BTW Lisa isnt going to send you a thank you card for meatshielding them. You skipped a HUGE portion of AMD's driver history. After buying ATi AMD never put sufficient resources into their graphic driver development. From the HD 2000 series through the HD 6000 series, it was standard practice to keep multiple driver son hand, depending on what game you wanted to play. New drivers would break older games more often then not. when the HD 7000s came out, the HD6000s and older were left to wither, cut off half a decade before nvidia's fermi was.
There was the Frame Pacing issues that AMD swore up and down didnt exist, until nvidia proved they did, the 200 and 300 series black screen issues that were never truly resolved, and tons of optimization issues. In 2017 after the launch of polaris AMD committed to fixing their drivers, and by 2019 they were in a much better state.

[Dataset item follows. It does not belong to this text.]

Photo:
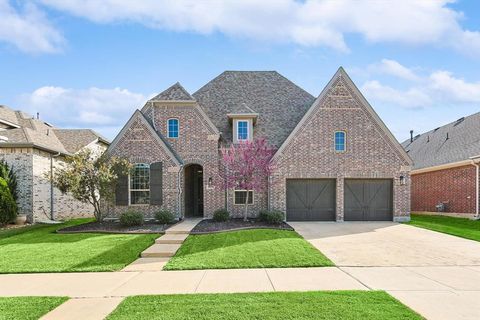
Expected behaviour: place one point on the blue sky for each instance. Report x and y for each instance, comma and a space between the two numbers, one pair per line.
91, 63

To most reasonable people, it's understandable why nearly 2 decades of poor quality drivers (ATI wasn't a whole lot better) have informed a large portion of the market against AMD. A few years of good drivers dont immediately fix that. And AMD still hasnt escaped controversy. Dropping GPUs after only 6 years (Fury X), not releasing drivers for the RX 6000s for nearly 3 months because of the RX 7000s (something nvidia has never done), and the more recent minor feather ruffling with TinyBuild dont help their image.
They're worlds away from where they were, and for most users they operate without issue. Perceptions, however, do not change on a dime, they take a lot of time and dedication to change. I can imagine a 13-14" laptop would be able to handle it.
Razer, get on it! Dont forget WAY higher speeds. 9500 mhz is available now and will supposedly be used with zen 5 mobile, and 10700 has been shown off by Samsung.
I doubt any laptop manufacturer would put 4 sodimm slots, but they might, just to sell them with only one stick.
Also, if the article is correct, this is all speculation from some randoms on the internet that have seen an image of a thing and came up with some other images themselves.
The specs are direct upgrades from the Zen 2/Oberon APU of the PS5 and Zen 2/Scarlett APU of the Series X too.
However, I too really wish this goes in some sort of ultra-portable or lightweight gaming laptop. I wish, but anything above 100W TDP in a handheld is going to push it out of its category for sure.
Ironically many of these naysayers are not AMD GPU users and just spreading FUD.
With regard to what you were saying, I too have been switching back and forth between Nvidia and AMD without significant issues from one or the other. I started with 3dfx products, moved to TNT2, geforce 4200Ti and then the Radeon 9800 Pro. Between then and now I’ve owned a dozen cards from both companies in my primary and secondary builds.